No we don't. No such thing :wtg:

Humans are not hardwired like that. Not even NTs. This is demonstrated extensively by the fact that feral children don't spontaneously manifest social skills once they're introduced to society, ethnicities speak sound and act like the culture they're raised by not the culture they're born from, and social cues are not universal across, among, or even within cultures or subcultures.

A fast response time is not indicative of "hardwired social responses". Merely learned responses which are executed rapidly, often via automaticity.


But what if the answers to the timeless “nature vs nurture” debate are, in fact, non binary: in other words both can exist together within the same milieu? ie I posit there is both hardwiring and learned social responses contributing to the sum total of the parts.

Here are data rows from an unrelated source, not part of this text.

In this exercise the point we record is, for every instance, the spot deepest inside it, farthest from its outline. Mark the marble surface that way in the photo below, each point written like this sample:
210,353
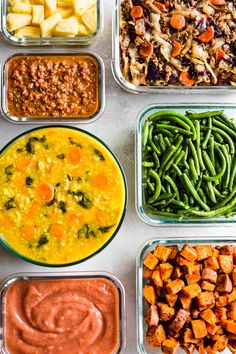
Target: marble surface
117,127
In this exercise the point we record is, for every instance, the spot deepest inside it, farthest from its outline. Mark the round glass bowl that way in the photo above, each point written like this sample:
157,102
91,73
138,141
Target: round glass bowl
63,196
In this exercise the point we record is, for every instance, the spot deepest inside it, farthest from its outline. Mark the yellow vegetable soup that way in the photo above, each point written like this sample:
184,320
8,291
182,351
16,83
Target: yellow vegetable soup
62,195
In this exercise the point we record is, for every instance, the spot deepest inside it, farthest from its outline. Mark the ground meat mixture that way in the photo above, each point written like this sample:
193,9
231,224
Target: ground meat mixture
46,86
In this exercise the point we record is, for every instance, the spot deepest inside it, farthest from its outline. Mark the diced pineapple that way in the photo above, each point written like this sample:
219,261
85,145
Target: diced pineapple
37,14
82,6
27,32
16,21
48,25
89,18
22,8
67,27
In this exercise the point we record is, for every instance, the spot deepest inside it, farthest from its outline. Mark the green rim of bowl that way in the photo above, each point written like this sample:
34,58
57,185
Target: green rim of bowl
17,254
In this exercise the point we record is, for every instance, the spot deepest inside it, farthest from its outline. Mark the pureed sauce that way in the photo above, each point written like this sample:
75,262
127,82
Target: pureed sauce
52,87
72,316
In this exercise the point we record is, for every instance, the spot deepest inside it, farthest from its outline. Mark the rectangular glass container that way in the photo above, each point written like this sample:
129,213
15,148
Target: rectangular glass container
65,276
142,211
141,304
44,52
128,86
50,40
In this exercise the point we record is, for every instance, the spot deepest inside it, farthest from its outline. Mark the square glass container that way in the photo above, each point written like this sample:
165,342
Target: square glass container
142,211
39,276
141,304
50,40
128,86
43,52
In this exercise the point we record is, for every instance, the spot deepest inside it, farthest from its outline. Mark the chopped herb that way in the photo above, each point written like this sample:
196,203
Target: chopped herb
62,206
99,154
29,181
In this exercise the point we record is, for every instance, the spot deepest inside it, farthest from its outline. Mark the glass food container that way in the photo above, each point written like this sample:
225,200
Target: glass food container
128,86
142,211
51,40
61,53
141,304
64,276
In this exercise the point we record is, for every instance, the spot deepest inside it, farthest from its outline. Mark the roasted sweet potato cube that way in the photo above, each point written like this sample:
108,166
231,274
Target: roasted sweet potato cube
171,299
212,263
150,261
209,275
152,317
162,253
156,277
165,270
203,252
205,285
169,346
226,263
149,294
189,253
192,290
224,284
205,299
185,301
156,335
175,286
208,316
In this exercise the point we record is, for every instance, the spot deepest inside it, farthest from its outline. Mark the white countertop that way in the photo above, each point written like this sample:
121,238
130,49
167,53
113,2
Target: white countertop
116,127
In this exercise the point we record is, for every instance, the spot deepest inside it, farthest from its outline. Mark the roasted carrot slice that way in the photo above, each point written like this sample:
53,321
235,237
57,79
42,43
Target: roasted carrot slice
146,49
44,192
176,49
208,35
177,21
185,79
136,12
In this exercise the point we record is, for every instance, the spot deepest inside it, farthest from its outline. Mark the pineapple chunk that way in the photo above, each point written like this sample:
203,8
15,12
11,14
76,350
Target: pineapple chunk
27,32
82,6
16,21
67,27
22,8
89,18
48,25
38,14
65,11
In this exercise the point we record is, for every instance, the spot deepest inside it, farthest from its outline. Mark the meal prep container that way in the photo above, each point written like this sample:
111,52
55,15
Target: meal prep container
14,252
51,40
27,120
142,211
141,304
65,276
128,86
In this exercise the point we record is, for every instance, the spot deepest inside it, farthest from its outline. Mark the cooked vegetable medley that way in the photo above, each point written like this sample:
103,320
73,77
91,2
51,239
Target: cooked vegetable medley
189,164
178,42
191,294
62,195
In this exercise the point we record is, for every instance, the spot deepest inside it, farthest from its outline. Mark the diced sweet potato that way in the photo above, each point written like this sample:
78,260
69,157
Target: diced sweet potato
209,275
149,294
192,290
199,328
224,284
212,263
226,263
175,286
205,285
203,252
162,253
166,270
150,261
189,253
205,299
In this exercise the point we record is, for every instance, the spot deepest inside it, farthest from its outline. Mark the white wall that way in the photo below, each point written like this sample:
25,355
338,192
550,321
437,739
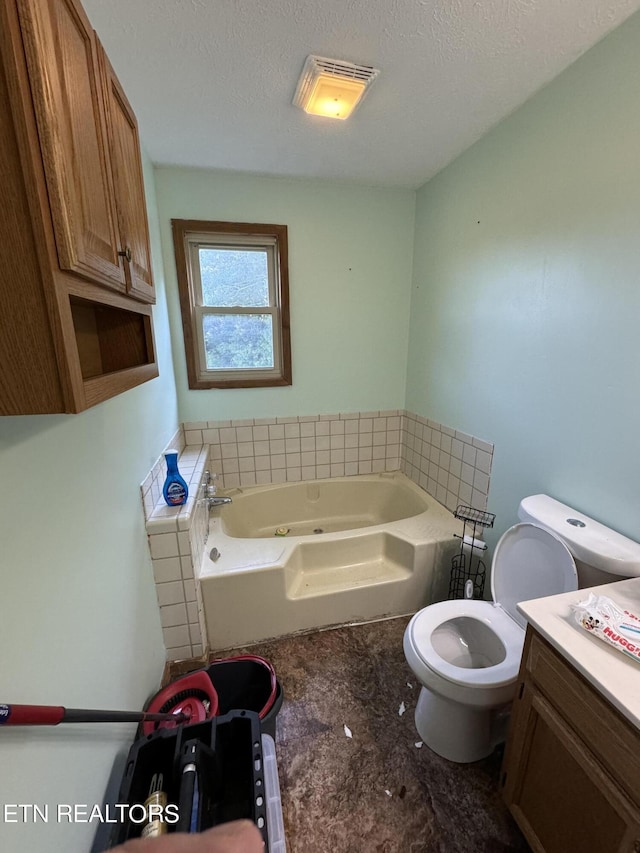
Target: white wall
79,624
525,302
349,279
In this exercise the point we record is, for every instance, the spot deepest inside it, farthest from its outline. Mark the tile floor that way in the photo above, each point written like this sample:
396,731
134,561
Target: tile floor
375,792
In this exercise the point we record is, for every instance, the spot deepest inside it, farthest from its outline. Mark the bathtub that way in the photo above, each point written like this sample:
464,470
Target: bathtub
296,557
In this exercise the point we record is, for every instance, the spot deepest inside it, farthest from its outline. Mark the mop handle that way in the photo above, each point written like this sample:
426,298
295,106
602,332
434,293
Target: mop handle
52,715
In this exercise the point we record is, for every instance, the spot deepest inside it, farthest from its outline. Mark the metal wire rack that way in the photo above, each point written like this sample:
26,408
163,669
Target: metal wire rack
467,565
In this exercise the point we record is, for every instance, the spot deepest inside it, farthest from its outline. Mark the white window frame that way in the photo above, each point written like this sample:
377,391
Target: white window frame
189,238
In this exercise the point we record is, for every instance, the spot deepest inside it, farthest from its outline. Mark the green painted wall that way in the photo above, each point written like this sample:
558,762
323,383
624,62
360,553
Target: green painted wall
79,624
350,271
526,296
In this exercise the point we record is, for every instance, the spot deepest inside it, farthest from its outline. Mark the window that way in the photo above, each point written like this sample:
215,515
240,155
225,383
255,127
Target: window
234,296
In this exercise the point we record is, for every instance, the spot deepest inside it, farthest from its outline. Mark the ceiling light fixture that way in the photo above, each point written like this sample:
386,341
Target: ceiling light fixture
331,87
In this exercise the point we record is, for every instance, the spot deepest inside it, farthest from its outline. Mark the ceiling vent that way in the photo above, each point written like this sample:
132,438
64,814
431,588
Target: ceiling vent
331,87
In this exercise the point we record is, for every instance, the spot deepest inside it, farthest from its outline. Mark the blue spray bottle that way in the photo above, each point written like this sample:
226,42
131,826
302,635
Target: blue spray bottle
175,490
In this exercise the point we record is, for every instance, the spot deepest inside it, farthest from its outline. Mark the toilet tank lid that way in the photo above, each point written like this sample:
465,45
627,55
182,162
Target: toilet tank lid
588,540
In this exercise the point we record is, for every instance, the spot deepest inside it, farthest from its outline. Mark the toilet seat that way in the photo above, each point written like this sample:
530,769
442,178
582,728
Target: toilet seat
528,563
508,632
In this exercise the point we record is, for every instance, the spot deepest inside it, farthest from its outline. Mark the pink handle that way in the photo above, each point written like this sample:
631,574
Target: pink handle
31,715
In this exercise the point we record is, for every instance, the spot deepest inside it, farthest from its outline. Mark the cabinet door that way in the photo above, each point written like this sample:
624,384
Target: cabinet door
62,60
124,144
560,796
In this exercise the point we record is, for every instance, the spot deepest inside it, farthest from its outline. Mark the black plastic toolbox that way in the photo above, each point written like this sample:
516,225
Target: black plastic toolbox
219,760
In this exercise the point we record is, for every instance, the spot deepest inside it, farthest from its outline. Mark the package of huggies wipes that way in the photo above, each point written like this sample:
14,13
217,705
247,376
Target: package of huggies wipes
604,619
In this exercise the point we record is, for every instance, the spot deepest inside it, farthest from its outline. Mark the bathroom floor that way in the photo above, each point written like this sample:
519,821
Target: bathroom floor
375,790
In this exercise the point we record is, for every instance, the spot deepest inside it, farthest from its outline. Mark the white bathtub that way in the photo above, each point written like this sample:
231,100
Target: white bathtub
385,550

Just cos they both coexist simultaneously doesn't mean they share the burden evenly. If you read my earlier posts, I did in fact state that we humans do possess some genetic imperatives, in addition to learned responses. Ergo, they are, in fact, non binary - things are indeed a mix of nature and nurture, not exclusively one or the other - but science has demonstrated that social behaviors aren't nearly universal enough for there to be a genetic imprint for anything terribly advanced.

Simply put, humans may very well have a genetic imperative to seek and desire social contact, but it still doesn't mean they instinctively know how to successfully engage in said contact. This has been demonstrated by the fact that feral children do not spontaneously develop social skills when reintroduced to society, ethnicities grow up with the behaviors of the culture they're raised in and not the ethnicity their genes originate from, and social behaviors are not universal across, among, or even within various social structures and cultures.

Social skills are learned. Some people may learn them faster or slower, with different degrees of difficulty, but they are still learned.